Netanyahu spoke later Wednesday with Biden, who said that "Israel has a right to defend itself."
U.S. Secretary of State Antony Blinken said he had spoken with Palestinian President Mahmoud Abbas, urging an end to the rocket attacks by Islamist groups, and that a U.S. envoy would travel to the Middle East to seek to calm tensions.
But the Israeli government has warned that "this is only the beginning," and military spokesman Jonathan Conricus said strikes on Gaza would continue as Israel prepares for "multiple scenarios."
"We have ground units that are prepared and are in various stages of preparing ground operations," he told reporters Thursday.
Hamas leader Ismail Haniyeh has also threatened to step up attacks, warning that "if Israel wants to escalate, we are ready for it."

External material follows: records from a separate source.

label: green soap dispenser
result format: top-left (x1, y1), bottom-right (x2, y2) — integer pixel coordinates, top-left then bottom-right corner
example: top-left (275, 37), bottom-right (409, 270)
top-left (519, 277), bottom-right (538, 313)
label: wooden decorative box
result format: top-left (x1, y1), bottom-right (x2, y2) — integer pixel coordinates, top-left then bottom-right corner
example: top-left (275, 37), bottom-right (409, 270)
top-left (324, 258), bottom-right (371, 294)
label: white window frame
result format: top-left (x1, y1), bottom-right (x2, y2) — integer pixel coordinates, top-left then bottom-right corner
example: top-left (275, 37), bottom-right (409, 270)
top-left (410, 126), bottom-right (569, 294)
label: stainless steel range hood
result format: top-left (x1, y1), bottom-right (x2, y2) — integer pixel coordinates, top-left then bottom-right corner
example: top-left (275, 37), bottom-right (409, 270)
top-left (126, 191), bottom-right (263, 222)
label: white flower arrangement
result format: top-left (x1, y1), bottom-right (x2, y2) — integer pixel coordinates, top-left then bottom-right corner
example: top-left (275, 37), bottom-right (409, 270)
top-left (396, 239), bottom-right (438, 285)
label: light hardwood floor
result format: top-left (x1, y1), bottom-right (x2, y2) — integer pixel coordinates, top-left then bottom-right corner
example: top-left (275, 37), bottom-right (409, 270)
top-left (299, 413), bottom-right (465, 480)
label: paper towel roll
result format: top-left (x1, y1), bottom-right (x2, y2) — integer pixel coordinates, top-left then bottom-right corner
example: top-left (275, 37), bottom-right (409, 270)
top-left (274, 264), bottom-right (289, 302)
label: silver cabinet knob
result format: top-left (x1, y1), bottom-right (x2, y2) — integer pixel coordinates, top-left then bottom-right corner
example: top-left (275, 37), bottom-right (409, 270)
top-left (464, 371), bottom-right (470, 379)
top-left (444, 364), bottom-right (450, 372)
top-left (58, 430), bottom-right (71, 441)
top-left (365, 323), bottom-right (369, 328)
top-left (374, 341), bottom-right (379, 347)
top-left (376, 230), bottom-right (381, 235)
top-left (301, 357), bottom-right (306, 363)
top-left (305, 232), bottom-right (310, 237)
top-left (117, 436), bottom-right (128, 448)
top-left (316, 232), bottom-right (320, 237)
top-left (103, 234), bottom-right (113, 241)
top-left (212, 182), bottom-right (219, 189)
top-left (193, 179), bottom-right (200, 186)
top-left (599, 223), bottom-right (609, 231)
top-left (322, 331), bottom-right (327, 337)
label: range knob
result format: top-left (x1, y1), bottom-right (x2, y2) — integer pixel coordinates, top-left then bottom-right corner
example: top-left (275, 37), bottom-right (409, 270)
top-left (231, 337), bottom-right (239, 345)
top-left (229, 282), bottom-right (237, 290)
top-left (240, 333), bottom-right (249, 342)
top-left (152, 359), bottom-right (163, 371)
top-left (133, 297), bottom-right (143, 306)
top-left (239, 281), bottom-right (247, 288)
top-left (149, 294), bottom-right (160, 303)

Violence also again rocked the occupied West Bank, where a Palestinian man was killed during a confrontation with Israeli soldiers near Nablus, the Palestinian health ministry said Thursday.
The crisis flared last Friday when weeks of tensions boiled over and Israeli riot police clashed with crowds of Palestinians at Jerusalem's Al-Aqsa mosque compound.
Nightly disturbances have since gripped Israeli-annexed east Jerusalem, leaving more than 900 Palestinians injured, according to the Palestinian Red Crescent.